More significantly, most of America’s supposed allies in the Mideast oppose military action. The sight of Washington begging Iraq’s neighbors for support to bomb a country supposedly threatening those very nations is, well, embarrassing. Even more pitiful is the fact that most of them, including Saudi Arabia and Turkey, said no.

This reluctance reflects many factors, including continuing Muslim hostility toward America for decades worth of support for Israel While Iraq has no capacity to respond militarily, America remains at risk to terrorism which, as the bombing of the World Trade Center demonstrated, is the poor man’s form of retaliation. Intervention abroad breeds terrorism.

Finally, there is no end point to administration policy, absent the full-scale invasion advocated by some. That has no end-point either, however. It would require a lengthy occupation, possibly beset by debilitating guerilla war, and would offer no guarantee of the emergence of a democratic government strong enough to withstand internal enemies (remnants of Saddam’s Ba’athist regime and Muslim fundamentalists) and external pressure (particularly from Iran). Having grabbed the tar baby, the United States could never let loose.

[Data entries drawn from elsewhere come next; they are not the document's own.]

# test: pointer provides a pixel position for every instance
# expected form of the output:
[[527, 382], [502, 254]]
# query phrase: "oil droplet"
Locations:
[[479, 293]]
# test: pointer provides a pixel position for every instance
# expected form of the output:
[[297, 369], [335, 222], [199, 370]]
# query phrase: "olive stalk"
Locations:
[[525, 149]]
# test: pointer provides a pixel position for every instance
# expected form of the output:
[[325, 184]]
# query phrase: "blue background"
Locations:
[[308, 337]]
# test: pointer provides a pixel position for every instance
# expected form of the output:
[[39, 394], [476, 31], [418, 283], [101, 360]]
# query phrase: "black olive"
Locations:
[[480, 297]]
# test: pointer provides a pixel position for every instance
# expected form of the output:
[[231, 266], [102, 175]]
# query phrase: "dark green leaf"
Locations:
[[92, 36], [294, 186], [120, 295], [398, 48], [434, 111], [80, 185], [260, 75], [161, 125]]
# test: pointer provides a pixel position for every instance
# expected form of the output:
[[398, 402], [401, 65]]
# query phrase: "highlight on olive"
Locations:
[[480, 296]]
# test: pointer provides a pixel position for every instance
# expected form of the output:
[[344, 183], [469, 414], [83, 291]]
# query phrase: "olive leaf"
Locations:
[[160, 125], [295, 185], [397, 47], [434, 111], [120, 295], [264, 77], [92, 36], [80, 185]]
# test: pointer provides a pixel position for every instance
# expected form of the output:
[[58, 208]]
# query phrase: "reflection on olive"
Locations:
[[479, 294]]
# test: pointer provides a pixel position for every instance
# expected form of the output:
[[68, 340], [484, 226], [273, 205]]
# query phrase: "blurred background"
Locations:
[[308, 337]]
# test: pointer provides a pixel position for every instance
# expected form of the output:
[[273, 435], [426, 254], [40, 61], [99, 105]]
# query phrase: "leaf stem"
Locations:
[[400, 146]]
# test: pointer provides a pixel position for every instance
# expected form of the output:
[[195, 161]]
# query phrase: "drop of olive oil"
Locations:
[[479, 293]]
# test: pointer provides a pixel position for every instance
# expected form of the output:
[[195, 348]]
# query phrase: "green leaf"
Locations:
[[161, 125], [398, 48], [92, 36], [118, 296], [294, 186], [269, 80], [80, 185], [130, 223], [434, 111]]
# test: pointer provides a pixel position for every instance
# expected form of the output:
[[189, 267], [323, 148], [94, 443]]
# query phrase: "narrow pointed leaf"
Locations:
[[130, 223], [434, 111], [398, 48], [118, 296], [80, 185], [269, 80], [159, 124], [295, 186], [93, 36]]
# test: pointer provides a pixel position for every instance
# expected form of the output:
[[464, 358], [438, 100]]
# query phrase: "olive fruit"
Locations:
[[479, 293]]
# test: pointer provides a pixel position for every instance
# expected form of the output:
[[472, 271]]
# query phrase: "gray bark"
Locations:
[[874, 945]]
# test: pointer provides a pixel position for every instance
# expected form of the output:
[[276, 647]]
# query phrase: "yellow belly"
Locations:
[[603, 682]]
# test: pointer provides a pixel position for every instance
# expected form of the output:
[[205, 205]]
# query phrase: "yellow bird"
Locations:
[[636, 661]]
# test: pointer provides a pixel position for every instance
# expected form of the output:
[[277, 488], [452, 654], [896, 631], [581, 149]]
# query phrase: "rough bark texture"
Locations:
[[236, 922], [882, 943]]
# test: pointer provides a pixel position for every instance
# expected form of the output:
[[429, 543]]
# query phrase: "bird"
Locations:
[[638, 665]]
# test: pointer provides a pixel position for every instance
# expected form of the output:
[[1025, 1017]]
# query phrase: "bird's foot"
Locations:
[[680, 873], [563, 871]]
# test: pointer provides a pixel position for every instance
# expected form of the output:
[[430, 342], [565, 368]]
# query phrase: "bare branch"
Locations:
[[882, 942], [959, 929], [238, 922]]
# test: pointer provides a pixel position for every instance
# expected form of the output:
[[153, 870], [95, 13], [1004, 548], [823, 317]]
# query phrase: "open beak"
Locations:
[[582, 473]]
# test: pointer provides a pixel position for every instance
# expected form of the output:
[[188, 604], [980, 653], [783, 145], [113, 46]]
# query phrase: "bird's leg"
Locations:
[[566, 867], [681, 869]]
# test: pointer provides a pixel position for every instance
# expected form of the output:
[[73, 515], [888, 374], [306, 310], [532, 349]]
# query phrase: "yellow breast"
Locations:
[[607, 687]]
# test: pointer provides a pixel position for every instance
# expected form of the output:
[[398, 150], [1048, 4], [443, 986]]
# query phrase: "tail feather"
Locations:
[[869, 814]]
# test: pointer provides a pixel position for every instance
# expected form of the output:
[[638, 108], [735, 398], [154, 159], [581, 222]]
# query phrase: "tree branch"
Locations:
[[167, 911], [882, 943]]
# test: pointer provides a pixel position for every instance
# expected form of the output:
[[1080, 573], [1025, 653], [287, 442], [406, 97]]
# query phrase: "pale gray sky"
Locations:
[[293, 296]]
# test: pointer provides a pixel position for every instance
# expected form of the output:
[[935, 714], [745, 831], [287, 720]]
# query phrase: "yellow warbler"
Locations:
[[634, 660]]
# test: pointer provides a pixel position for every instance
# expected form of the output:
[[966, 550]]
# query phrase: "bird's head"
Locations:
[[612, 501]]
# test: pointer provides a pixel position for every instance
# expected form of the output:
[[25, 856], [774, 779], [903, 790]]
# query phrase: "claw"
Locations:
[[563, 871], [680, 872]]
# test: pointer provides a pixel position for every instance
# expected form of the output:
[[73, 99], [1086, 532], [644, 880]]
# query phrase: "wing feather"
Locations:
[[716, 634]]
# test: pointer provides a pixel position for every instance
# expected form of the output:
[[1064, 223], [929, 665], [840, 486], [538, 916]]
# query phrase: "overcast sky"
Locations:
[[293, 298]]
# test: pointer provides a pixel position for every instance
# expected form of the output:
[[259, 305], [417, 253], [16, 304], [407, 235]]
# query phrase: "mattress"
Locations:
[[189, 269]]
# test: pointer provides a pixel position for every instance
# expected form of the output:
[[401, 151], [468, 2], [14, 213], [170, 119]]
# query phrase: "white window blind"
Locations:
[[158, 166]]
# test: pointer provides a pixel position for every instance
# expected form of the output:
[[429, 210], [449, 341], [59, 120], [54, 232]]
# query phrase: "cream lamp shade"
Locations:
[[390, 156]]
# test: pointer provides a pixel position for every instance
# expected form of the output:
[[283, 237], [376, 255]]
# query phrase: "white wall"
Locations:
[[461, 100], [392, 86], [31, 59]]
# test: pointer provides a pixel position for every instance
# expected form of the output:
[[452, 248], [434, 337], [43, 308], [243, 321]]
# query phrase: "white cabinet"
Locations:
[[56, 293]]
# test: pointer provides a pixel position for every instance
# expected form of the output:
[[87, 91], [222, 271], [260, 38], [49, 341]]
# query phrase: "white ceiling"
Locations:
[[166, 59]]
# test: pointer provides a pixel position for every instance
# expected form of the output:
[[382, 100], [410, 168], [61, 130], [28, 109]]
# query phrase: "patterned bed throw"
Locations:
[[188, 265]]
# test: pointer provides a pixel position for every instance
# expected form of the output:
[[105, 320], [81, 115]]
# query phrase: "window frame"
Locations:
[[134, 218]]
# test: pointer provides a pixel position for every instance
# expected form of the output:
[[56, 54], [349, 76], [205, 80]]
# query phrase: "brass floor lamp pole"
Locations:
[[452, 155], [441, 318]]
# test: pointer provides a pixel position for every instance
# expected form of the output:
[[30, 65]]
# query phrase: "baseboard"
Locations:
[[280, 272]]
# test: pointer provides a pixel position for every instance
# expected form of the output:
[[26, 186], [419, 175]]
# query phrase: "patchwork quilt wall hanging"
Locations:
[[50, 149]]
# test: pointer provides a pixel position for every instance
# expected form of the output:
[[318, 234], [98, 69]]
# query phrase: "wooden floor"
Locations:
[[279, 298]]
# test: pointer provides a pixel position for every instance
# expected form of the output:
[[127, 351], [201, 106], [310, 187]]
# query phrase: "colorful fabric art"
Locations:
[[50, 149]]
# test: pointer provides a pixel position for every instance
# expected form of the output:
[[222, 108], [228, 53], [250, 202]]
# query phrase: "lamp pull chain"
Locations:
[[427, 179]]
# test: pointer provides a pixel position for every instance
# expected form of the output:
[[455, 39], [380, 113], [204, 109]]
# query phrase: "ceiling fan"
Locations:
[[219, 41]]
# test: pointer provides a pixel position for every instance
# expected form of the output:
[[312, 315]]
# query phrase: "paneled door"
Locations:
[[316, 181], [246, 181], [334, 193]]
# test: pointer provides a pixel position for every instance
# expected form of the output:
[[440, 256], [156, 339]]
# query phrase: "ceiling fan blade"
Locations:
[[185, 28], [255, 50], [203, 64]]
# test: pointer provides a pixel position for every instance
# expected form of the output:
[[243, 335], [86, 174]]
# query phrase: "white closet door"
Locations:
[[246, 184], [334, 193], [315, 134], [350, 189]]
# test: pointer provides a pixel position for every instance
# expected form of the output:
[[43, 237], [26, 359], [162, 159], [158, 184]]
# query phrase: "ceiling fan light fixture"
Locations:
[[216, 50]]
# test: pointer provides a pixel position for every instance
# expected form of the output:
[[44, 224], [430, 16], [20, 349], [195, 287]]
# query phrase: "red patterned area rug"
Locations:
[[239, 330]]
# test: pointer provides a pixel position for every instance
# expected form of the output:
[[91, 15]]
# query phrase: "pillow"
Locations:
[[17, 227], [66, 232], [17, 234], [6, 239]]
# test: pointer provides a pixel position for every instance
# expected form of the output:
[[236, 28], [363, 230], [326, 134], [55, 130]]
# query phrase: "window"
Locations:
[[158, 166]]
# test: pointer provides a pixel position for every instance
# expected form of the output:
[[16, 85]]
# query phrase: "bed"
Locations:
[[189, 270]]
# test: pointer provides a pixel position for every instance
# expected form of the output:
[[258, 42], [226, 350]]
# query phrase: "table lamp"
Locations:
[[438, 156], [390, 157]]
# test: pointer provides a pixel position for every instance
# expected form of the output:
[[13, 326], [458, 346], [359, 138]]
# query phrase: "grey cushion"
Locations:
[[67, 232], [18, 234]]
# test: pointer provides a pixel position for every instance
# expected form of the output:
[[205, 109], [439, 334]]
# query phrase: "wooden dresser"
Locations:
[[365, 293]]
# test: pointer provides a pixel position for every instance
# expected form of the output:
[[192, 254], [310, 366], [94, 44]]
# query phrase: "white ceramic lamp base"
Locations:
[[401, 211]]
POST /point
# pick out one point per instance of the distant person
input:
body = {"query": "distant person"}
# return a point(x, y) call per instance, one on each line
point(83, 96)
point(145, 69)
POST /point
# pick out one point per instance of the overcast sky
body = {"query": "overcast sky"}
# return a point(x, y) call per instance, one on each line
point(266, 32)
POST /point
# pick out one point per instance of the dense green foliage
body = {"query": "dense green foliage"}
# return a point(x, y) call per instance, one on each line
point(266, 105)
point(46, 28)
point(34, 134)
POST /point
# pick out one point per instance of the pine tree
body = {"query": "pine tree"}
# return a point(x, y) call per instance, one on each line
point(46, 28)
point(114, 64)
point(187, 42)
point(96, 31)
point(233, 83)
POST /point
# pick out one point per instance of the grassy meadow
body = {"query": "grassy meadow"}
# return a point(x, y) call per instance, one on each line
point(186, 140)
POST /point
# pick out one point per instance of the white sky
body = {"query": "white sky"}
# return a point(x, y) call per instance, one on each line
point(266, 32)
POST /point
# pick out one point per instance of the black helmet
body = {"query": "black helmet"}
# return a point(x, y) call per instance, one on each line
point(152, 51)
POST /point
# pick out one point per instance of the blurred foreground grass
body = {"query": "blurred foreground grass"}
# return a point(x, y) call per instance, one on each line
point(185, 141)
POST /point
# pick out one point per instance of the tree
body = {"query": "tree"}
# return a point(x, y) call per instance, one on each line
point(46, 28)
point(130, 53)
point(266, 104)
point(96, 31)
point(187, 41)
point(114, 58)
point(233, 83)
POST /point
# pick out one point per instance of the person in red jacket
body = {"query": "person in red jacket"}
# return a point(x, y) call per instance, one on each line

If the military option won’t work, then what? Washington needs to look for a solution to get out of today’s box. For instance, consider combining a more modest inspection regime that might still hinder Iraqi acquisition of banned weapons, continuing prohibitions on international sale of militarily sensitive goods to Iraq, and a limited series of spot checks over the next six months. If Saddam agrees to the inspection regime and passes the spot checks, the U.N. would abandon today’s more intrusive compliance program and suspend sanctions. If Baghdad later violated the accord, the oil ban would be automatically reinstated.

At the same time, the U.S. and allied states would rely on normal military means to deter Iraqi use of any weapons that it might acquire. America obviously faces no danger. Israel already possesses an adequate deterrent. The Gulf states should cooperate with such nations as Turkey, and build militaries capable of doing more than arresting domestic critics. Indeed, the Gulf sheikdoms need to add a dose of liberty to generate popular support for regimes that are little more democratic than Saddam’s.

War is a serious matter. But the Clinton administration is treating it almost frivolously. Unfortunately, the contemplated attacks on Iraq are unlikely to achieve anything other than to kill a few hapless civilians and push up the president’s poll ratings. America should let go of the Iraqi tar baby.